Metric in complex matrix
Hi everyone hope you can hep me. Let $A,B\in M_{m\times n}(\mathbb{C})$ two matrix with complex inputs and let's define a function $d:M_{m\times n}(\mathbb{C})\times M_{m\times n}(\mathbb{C})\rightarrow \mathbb{R}$ as $d(A,B)=\{\sum_{k=1}^{m}\sum_{j=1}^{n}|a_{kj}-b_{kj}|^{2} \}^{\frac{1}{2}}$. I was trying to prove that $d$ is a metric in $M_{m\times n}(\mathbb{C})$, at the beginning I thought that I could use Minkowski inequality for normed spaces ($|| x+y ||_{p}\leq ||x||_{p}+||y||_{p}$) but then I realized that that wouldn't work, What can I use? thank you all.
Solution 1:
First $d(A,B) \geq 0$ clearly follows by your definition and $d(A,B)=0$ if and only if $A=B$. The symmetricity property is also easy to prove.
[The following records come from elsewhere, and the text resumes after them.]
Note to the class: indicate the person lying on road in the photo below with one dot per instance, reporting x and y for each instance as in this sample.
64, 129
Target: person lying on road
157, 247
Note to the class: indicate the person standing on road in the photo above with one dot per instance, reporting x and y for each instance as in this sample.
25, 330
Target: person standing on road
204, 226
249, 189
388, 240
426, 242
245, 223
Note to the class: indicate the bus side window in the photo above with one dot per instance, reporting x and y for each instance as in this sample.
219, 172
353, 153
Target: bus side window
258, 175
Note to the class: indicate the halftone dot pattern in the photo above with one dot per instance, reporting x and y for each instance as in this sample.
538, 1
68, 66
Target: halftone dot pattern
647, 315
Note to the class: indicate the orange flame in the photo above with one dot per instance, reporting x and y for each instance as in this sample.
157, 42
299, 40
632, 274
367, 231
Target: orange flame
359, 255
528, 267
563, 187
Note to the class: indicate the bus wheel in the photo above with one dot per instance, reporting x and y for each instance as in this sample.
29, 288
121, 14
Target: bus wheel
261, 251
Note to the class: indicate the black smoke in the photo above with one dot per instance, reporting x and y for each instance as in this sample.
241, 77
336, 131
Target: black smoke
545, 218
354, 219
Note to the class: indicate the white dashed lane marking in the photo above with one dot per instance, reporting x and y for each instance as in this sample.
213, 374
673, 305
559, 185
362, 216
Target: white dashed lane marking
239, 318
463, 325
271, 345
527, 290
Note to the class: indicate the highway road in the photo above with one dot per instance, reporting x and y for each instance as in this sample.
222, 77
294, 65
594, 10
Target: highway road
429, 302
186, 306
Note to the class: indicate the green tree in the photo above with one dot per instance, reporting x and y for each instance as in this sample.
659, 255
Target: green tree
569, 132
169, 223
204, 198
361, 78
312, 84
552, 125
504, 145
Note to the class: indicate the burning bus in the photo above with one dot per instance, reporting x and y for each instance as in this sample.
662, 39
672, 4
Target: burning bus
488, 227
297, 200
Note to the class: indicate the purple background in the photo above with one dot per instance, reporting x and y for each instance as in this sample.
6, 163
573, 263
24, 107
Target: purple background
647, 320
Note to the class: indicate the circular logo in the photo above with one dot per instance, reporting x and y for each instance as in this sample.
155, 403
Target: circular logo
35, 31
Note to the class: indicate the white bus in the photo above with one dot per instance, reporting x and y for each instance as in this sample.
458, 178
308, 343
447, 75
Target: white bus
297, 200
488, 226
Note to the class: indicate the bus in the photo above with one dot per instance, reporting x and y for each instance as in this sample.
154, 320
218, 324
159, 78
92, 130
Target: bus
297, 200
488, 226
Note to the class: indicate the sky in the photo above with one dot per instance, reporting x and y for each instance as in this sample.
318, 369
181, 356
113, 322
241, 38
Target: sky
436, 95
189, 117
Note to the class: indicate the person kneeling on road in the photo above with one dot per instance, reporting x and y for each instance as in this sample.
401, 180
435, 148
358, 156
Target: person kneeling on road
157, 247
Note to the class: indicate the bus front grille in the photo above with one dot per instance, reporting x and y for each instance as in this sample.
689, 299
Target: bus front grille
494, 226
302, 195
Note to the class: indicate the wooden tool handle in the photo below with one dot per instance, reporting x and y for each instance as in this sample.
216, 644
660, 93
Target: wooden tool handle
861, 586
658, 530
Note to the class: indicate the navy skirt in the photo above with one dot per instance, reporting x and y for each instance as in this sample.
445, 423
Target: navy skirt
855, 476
By Minkowski inequality we know that $$ (\sum\limits_{k=1}^m \sum\limits_{j=1}^n |a_{kj}-b_{kj}|^2)^{1/2} + (\sum\limits_{k=1}^m \sum\limits_{j=1}^n |b_{kj}-c_{kj}|^2)^{1/2} \geq (\sum\limits_{k=1}^m \sum\limits_{j=1}^n |a_{kj}-c_{kj}|^2)^{1/2}$$ where $a_{ij}, b_{ij}, c_{ij}$ can be complex numbers, and thus proved. If you are only allowed to use the theorem which only allows real entries, note that $|z_1-z_2|^2 = |re(z_1)-re(z_2)|^2+|im(z_1)-im(z_2)|^2$; hence the complex result is directly proved.